John Thomas Godfray Hope Doeg
Born: December 07, 1908
Died: April 27, 1978
Hometown: Guayamas, Sonora, Mexico
Citizenship: Mexico
Handed: Left
Inducted: 1962

Grand Slam Record

U.S. Singles 1930
Doubles 1929-30

Wimbledon Doubles finalist 1930

Tournament Record

Davis Cup Team Member 1930

Junior Singles 1926

As the fourth left-handed U.S. champ (following Bob Wrenn, Beals Wright, Lindley Murray), sixth-seeded John Thomas Godfray Hope Doeg hit the title jackpot in 1930. As a collateral exploit, he exploded 28 aces in the semis to thwart top-seeded Bill Tilden’s fervent bid for a eighth title, 10-8, 6-3, 3-6, 12-10. That was Big Bill’s Forest Hills farewell. But there was more to Doeg’s championship than that. His was a strenuous serve-and-volley rush to the prize, a determination to keep pressure on foes with incessant in-your-face forays to the net. Quite different from his baselining Aunt May (Sutton), who’d won the women’s title 26 years before.

But at 6-foot-1, 170 pounds, 21-year-old blond Doeg could keep the pounding going. He lost seven sets in six matches, two to ex-Harvard football All American Barry Wood at the outset, and two more in the quarters to Frank Hunter, 11-13, 6-4, 3-6, 6-2, 6-4. He got past the last-hurrahing 37-year-old Tilden, the Wimbledon champ (Doeg had lost there in the semis to Wilmer Allison), and was fiercely opposed by 11th-seeded 19-year-old Frank Shields. Refusing to bend in the record-length closing set of a major singles final, Doeg won, 10-8, 1-6, 6-4, 16-14. An ace cancelled Shields’ set point at 13-14. The title won him the No. 1 U.S. ranking, No. 4 in the world, up from No. 7 in 1929. His brilliant serving, speed and spin made him a feared foe for five years as he ranked in the U.S. Top Ten between 1927 and 1931.
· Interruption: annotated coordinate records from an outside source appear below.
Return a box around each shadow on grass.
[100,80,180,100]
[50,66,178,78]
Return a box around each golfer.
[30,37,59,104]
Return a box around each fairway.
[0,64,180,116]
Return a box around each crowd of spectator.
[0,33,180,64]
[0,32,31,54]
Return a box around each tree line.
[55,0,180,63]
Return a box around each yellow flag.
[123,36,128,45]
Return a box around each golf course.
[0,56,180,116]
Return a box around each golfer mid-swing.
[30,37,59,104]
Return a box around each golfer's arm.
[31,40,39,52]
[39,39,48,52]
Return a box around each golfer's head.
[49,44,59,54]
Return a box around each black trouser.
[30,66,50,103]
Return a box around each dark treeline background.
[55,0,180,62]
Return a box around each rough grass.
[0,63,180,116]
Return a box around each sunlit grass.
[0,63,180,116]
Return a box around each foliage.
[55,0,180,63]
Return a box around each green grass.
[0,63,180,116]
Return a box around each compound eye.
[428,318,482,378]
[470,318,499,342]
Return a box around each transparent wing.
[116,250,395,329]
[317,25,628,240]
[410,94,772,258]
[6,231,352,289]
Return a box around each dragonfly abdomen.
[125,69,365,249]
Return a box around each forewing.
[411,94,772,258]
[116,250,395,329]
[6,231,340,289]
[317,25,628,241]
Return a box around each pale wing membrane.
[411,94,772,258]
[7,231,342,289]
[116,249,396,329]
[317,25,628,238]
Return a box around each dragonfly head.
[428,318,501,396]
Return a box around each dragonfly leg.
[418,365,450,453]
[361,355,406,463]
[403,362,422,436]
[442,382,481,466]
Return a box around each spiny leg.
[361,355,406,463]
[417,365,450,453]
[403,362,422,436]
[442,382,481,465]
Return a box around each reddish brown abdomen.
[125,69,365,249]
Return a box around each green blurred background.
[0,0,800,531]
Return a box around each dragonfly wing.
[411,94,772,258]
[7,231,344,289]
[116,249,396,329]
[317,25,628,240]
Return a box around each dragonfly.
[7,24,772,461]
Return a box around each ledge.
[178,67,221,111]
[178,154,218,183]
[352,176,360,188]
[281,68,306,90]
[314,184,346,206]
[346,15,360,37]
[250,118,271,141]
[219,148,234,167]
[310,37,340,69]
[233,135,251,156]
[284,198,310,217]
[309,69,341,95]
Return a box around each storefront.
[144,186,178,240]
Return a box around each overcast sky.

Doeg and George Lott were Wimbledon doubles finalists in 1930 and won the U.S. titles of 1929 and 1930. He was the U.S. junior champ in 1926, the first of eight males to make the transition from the 18s to the adult championship. Johnny was born in Guayamas, Sonora, Mexico, December 7, 1908, and grew up in California. He was a son of a Southern California champ, the former Violet Sutton.

He entered the Hall of Fame in 1962 and died April 27, 1978, in Redding, CA.